Armor-plated in the strength of his convictions, Landrum relished the shot and shell that fell all about him. “It’s these who agree with me who frighten me,” he once said. “What if we all thought the same way and were all wrong?” A circulation department panjandrum took alarm at the furor Landrum was causing and took his case to G.B. Dealey himself: the columnist had to be muzzled, he said, lest subscribers start dropping away. Dealey called for Landrum. He offered both men a cigar; then he spoke with quiet deliberation. The job of the circulation department, G.B. Dealey declared, was to get subscribers. “Mr. Landrum,” said he, “will continue to write his column. That will he all, gentlemen.” Thus do great publishers meet and repel threats to freedom of the press-including the occasional threat from within.

The heyday of “Thinking Out Loud” was from its commencement in 1938 until 1942, when the Columntator reentered the U.S. Army. When he returned to the News at war’s end, G.B. Dealey was dead. The world had changed dramatically, and he himself was less the novelty than before. “Thinking Out Loud” resumed, but this time on the editorial page. The front-page pulpit Landrum had occupied went in due course to Paul Crume, a superlatively gifted craftsman and thinker but a man with neither gift nor bent for preaching.

Landrum, his pulpit moved to the side, remained as voluble and combative as ever. He was no better pleased with Harry Truman than he had been with Franklin Roosevelt. The Columntator assailed Fair Dealers. Communists, labor unions, and liberals in high ecclesiastical places, including the Methodist Church, of which he was a lifetime and devoted member.
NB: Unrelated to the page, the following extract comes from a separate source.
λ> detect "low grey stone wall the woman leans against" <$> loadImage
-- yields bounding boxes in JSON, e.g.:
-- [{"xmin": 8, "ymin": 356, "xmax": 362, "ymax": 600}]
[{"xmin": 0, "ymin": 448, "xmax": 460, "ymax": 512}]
Pious and much read in the Scriptures. Landrum believed preachers should stick to the gospel, leaving politics be. For columntating purposes he founded a denomination more to his own liking-the Episcobapterian Church, Southern Branch, Reformed Brotherhood, Unigational Synod, of which he was not only Leading Elder but sole member.
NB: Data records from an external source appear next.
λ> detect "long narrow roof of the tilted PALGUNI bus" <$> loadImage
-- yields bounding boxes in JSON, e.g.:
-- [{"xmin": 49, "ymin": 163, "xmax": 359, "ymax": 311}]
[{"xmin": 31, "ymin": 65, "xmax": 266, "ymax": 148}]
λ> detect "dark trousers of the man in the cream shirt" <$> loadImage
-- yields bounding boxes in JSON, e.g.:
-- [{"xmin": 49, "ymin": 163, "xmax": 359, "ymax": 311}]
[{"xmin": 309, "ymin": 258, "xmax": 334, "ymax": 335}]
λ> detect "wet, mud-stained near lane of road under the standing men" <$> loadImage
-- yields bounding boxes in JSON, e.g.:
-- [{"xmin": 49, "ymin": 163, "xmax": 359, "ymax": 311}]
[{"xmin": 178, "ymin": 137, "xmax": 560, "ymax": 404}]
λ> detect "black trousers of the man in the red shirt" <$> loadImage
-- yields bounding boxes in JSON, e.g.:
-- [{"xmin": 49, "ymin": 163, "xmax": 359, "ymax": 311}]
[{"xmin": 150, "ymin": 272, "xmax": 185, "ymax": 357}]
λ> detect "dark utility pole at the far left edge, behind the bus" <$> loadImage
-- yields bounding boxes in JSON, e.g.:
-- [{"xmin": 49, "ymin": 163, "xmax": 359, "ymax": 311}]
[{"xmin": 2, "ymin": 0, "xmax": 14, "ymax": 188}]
He was famous for his personal morality. When News editorial conferences crackled with off-color stories or language, he would indignantly shut off his hearing aid. Alone among News staff members he had management’s assurances of no Sunday duties. His sense of integrity was such that he once rose from his sickbed and took a bus downtown to repay Dick West forty-five cents he had borrowed for lunch money; then he went home and to bed.
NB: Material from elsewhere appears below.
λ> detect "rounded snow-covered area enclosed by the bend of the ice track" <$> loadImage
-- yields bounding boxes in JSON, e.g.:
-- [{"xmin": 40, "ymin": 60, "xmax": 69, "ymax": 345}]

It surprised many on meeting him that the formidable Landrum was the kindest and gentlest of men. His loud, deep belly laughs could be heard all over the second floor of the old News building at Commerce and Lamar. His powerful sense of justice-religious at its core-likewise took adversaries off guard. The anti-Klan editorials were of a piece with his conviction that every child of God had a right to lair play. His columns against the bombing of black homes in South Dallas were powerful and effective. He demanded higher pay for teachers and blasted Dallas County for laying off the only caseworker detailed to work with black juvenile delinquents.

On August 31, 1961, a week after his seventieth birthday, Lynn Landrum suffered a heart attack while at home. He died at St. Paul Hospital. He had never retired. In his last column, on August 26, he had praised the town of Breckenridge for observing Americanism Day.

It was no bad time, 1961, for a 19th-century gentlemen to take leave. Jerry Rubin and Jane Fonda would have given Mr. Landrum of Whitewright a historic case of the willies. And that is not to mention the Seventies! A decade after the Columntator’s death, there would be little left of the world of Whitewright-a world built on piety, honor, and responsibility. The Columntator had known intuitively what was coming; he had tried to halt or slow it down. To no avail. Many, nonetheless, had listened.

I was one of them. During my college years, in the late Fifties and early Sixties, Lynn Landrum’s columns helped imbue me with a sense of mission not unlike his own.

That may have been the least forgivable of the offenses charged to the Columntator’s account as he crossed the threshold into a world-let us pray-not too unlike Whitewright, Texas.